Adam and Eve may have opted for the leaves to spare their blushing, but it’s the luscious plump and fragrant figs that are summer’s most delicious treasures – and, while the best way to eat figs is out of hand and still warm from the sun, their jammy sweetness makes them irresistible in both sweet and savoury fare.
Photographs by Gunther Gräter

It’s fig season and the endless culinary possibilities that these luscious fruits bring are as countless as the number of tiny seeds each holds. The sweet, juicy fruit that is so prized now is said to be the oldest fruit recognized by man and, although Adam and Eve best employed the leaves of the fig tree by sewing them together to form an apron to preserve their modesty, it is a rather useful fact to keep in mind that the sap of the plant is actually an irritant – so wearing a fig leaf is, shall we say, not particularly recommended. Rather, don a more sensible apron and get into the kitchen as figs’ ability to take centre stage in starters, mains and desserts is a treasured trait. Aside from the potassium, iron and calcium that figs boast, they provide more fibre than any other common fruit of vegetable. The fibre in figs is both soluble and insoluble and is important for good health. It’s also interesting to note that figs contain a special chemical which helps extend the freshness and moisture of baked goods as well as one that promotes tanning in the sun.

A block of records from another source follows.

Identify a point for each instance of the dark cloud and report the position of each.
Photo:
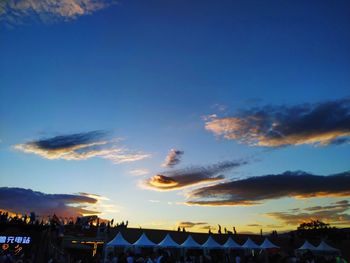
(253, 190)
(173, 158)
(189, 224)
(81, 146)
(20, 11)
(335, 214)
(190, 176)
(20, 200)
(317, 124)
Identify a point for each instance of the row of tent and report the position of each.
(189, 243)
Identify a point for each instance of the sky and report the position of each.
(177, 113)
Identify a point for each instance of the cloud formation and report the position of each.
(335, 214)
(139, 172)
(188, 224)
(81, 146)
(254, 190)
(15, 12)
(317, 124)
(181, 178)
(173, 158)
(20, 200)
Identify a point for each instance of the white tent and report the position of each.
(230, 243)
(249, 244)
(268, 244)
(212, 244)
(307, 246)
(168, 242)
(118, 241)
(190, 243)
(143, 241)
(323, 246)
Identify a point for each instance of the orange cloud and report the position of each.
(178, 179)
(273, 126)
(81, 146)
(254, 190)
(335, 214)
(24, 201)
(15, 12)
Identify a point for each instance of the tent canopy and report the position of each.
(268, 244)
(230, 243)
(212, 244)
(143, 241)
(307, 246)
(190, 243)
(168, 242)
(249, 244)
(118, 241)
(323, 246)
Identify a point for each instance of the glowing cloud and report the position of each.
(173, 158)
(272, 126)
(253, 190)
(189, 224)
(19, 200)
(81, 146)
(177, 179)
(15, 12)
(335, 214)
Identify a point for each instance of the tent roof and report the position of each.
(211, 243)
(250, 244)
(143, 241)
(323, 246)
(168, 242)
(190, 243)
(307, 246)
(230, 243)
(118, 241)
(268, 244)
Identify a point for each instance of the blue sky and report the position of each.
(158, 75)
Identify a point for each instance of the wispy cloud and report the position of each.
(173, 158)
(16, 12)
(181, 178)
(254, 190)
(317, 124)
(20, 200)
(139, 172)
(189, 224)
(81, 146)
(335, 213)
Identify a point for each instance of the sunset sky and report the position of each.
(168, 113)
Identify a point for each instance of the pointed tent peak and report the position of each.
(190, 243)
(323, 246)
(307, 246)
(230, 243)
(118, 241)
(143, 241)
(249, 244)
(168, 242)
(268, 244)
(211, 243)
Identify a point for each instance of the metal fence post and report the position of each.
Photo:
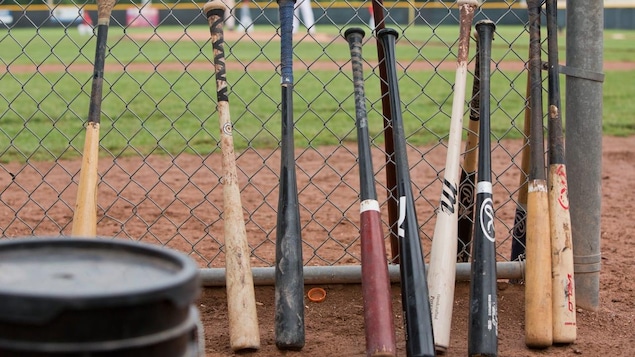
(585, 25)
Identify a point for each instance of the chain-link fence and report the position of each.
(159, 169)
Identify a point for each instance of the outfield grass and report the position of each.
(42, 114)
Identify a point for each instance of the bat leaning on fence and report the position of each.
(564, 314)
(289, 277)
(538, 292)
(378, 316)
(241, 302)
(414, 288)
(391, 180)
(467, 182)
(442, 270)
(483, 314)
(85, 216)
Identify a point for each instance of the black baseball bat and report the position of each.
(483, 317)
(467, 183)
(378, 317)
(391, 180)
(414, 286)
(289, 278)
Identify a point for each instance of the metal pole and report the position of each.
(351, 274)
(585, 25)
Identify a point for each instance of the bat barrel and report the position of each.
(391, 179)
(378, 316)
(483, 316)
(289, 285)
(536, 139)
(467, 182)
(414, 287)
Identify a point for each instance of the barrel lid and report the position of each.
(42, 276)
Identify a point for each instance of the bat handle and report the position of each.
(215, 11)
(104, 9)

For a delicious starter, bless the tops of the figs with a kiss made by a knife, firmly squeeze their swollen bellies to reveal the raspberry-coloured fruit inside and then envelop the fresh figs in a blanket of salty-sweet prosciutto. A stuffing of rich goat’s cheese, a flurry of cracked black pepper and an anointing of the best fruity extra-virgin olive oil and a hot oven awaits. Roast until the edges of the ham are slightly charred and crisp and the crimson flesh inside warm and succulent. The figs need a mere scattering of peppery rocket leaves and a swift glug of aged balsamic vinegar. Whichever way you choose to enjoy the humble fig, do it outdoors to savour their sweet taste of summer. 

Toffee figs with grilled Christmas cake 
(serves 6)

2 cups caster sugar
1 cup water
6 black figs
6 pieces Christmas cake or pudding
2T melted butter
vanilla ice-cream, to serve

Place sugar and water in a saucepan over low heat and cook, without stirring, for 8–10 minutes or until sugar has dissolved. Increase heat to high, bring to the boil and cook for 7–8 minutes or until golden brown. Remove from heat and, using a fork, carefully dip figs into toffee. Place on a baking tray lined with non-stick baking paper and set aside to cool and harden. Brush the Christmas cake with butter and grill on a griddle pan. Serve immediately with vanilla ice-cream and the toffee figs.

Figs are not actually a fruit but rather flower receptacles. Like other blossoms, they bud straight from the branch and the fruit actually lies inside the fleshy bulb consisting of the seed-like parts.